Zaftig took my Freudian slip with a laugh. “My Ex — boyfriend didn’t mind the preeminence of my gluteal prominence, until the day he broke it off. Seems everything happened at once. Father cut the stipend, my boyfriend broke it off with me and my roommate didn’t like the rent increase the landlord wanted. She took off. What comes next?”
“Me,” I declared, “I’m a law student. You Docs are in a pissing match with lawyers, refusing to treat lawyers. Would I be a problem for you imperious Deities cowering behind the curtain of silence?”
“I’m ready for anything,” Zaftig affirmed.
“Then,” I assured her, “I’m the solution to your problems. I’m boiling in the same kettle, Dolly. I’ve lost my flat — off campus rooms — my previous roommate from college years got herself married,” I explained, “and wanted the place to herself. I had been in that apartment since undergraduate days. I was there so long I thought of it as home. Problem was my name wasn’t on the lease. I outsmarted myself.”
“Oh?” Zaftig prompted me.
“Even though I promised to tiptoe around her doing her guy on the floor in front of me any differently than I had when she did him or any other guy — or gal — huh,” I paused to laugh, “before the marriage. Heck, I’d’ve done them both just to keep the flat.”
Zaftig’s eyes widened in shock at my spiel, “Al told you that I went to a convent school — St Athena’s right here in town.”
“Dolly, we have much in common!” I dared to continue, “My saintly father threatened the family doctor with sending me to St Athena’s of the Holy Virgins Convent School to force the bastard to write gym excuses.” I looked up to the heavens with a crazy smile. “There were many virgins at St Athena’s?”
When Zaftig’s laugh turned into a stare fixated at my hawkish nose, she looked down trying not to be impolite. In a weak voice she apologized. “I’m not to react. Proboscises show great structural variations in human physiology.”

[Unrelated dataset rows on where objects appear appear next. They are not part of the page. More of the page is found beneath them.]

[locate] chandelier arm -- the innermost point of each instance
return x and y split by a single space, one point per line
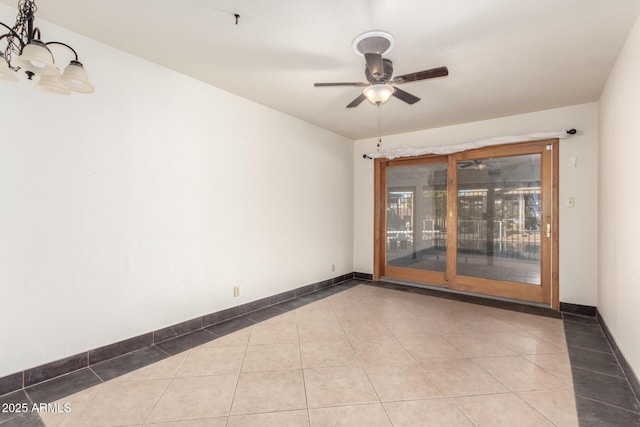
65 45
11 32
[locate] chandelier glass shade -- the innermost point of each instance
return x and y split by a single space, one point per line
26 52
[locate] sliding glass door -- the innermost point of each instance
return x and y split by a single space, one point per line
480 221
416 221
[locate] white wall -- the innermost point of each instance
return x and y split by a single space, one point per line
141 205
578 236
619 200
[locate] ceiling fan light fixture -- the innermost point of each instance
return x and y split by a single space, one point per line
378 94
76 79
6 73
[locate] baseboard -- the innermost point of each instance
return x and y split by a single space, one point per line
626 368
582 310
48 371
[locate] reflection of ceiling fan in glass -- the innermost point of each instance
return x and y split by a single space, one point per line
473 164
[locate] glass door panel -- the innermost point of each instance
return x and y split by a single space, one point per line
499 218
416 218
480 221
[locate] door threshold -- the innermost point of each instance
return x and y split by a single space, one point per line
481 297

“Pro — bos — cis!” I exclaimed tripping over the words deliberately. Laughing I threw Zaftig a hug. When Zaftig looked at my arm quizzically, I reassured her, “I’ve heard you’re a third-year med student. Oh, my pro — bos — cis, you say!” I covered my nose with my free hand, “If you should manage to graduate, Dolly, you can maybe fix my needle nose for me–and a lot of more interesting other stuff too.”

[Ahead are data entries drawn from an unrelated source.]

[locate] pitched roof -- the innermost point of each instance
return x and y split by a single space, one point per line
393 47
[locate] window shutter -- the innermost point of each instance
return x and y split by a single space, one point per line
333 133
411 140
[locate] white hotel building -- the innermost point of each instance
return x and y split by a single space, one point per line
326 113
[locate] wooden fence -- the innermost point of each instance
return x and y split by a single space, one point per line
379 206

“Oh!” Zaftig replied in a serious tone, “I don’t intend to take up one of the traditional roles reserved for women in medicine: teaching, gynecology, obstetrics, or Craniofacial reconstructive surgery.”
“Dolly,” I declared, “It isn’t what you say, but sure you say it. Maybe I can get an English translation.”
“Huh?” Zaftig was taken aback. That was the first time she shot me that look, like she was disconnected uninvolved in the scene, like there was no personal relationship.